EDUSTAT - Mestrados não estão a melhorar as competências dos diplomados

Mestrados não estão a melhorar as competências dos diplomados

janeiro de 2025

O inquérito do PIAAC (Programme for the International Assessment of Adult Competencies), realizado pela OCDE, tem por objetivo avaliar as competências dos adultos ao nível da literacia, da numeracia e da resolução de problemas.

Realizado em cerca de três dezenas de países, o PIAAC contou pela primeira vez com a participação de Portugal, que apresentou um desempenho desolador: dos 31 países que participaram, Portugal ficou em penúltimo lugar, só à frente do Chile.



Estes resultados demonstram o desalinhamento entre a formação superior em Portugal e o desenvolvimento de competências ao nível da literacia, da numeracia e da resolução de problemas.

Por exemplo, os países da OCDE têm, em média, cerca de 14% da população com mestrado e 1% com doutoramento, e 12% atingem os escalões mais elevados de literacia.
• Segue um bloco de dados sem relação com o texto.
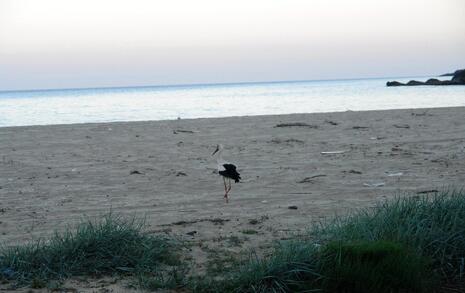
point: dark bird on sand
(226, 170)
Pelo contrário, Portugal tem maior percentagem da população com mestrado (19%), mantendo 1% com doutoramento, mas apenas 4% com os níveis mais elevados de literacia, o que questiona a qualidade dos mestrados oferecidos.

O mestrado 2.º ciclo é uma consequência do processo de Bolonha que veio criar o sistema de dois ciclos (licenciatura + mestrado), substituindo o mestrado tradicional. O crescimento do número de estudantes de mestrado foi muito rápido, em particular nas áreas em que a licenciatura foi reduzida a três anos e, a partir de 2020, devido à eliminação dos mestrados integrados por exemplo nas engenharias e nos cursos de Psicologia. Também se verifica que “a obtenção do mestrado, em média, compensa em termos de resultados no mercado de trabalho. De acordo com os dados do Eurostat para 2021, os detentores de mestrado tinham, em Portugal, uma taxa média de empregabilidade de 92,5% face a somente 82,8% dos detentores de licenciatura. Adicionalmente, o rácio salarial entre mestrado e licenciatura tem vindo a aumentar desde 2013, tendo atingido 1,24 em 2022.



Alunos e diplomados com mestrado (2.º ciclo de Bolonha)

A oferta de mestrados tem vindo a aumentar nos últimos anos, sendo já superior a 1500. A evolução do número de diplomados, sendo bastante inferior ao número de inscritos, aponta para uma falta de eficiência formativa. Estes indícios estão confirmados pelo facto de a taxa de abandono ao fim do primeiro ano ser demasiado elevada (próxima de 30%), enquanto a taxa de sobrevivência (rácio entre o número de diplomados e o número de inscritos no 1.º ano pela 1.ª vez), com valores em torno dos 60%, ser consistente com uma baixa eficiência formativa.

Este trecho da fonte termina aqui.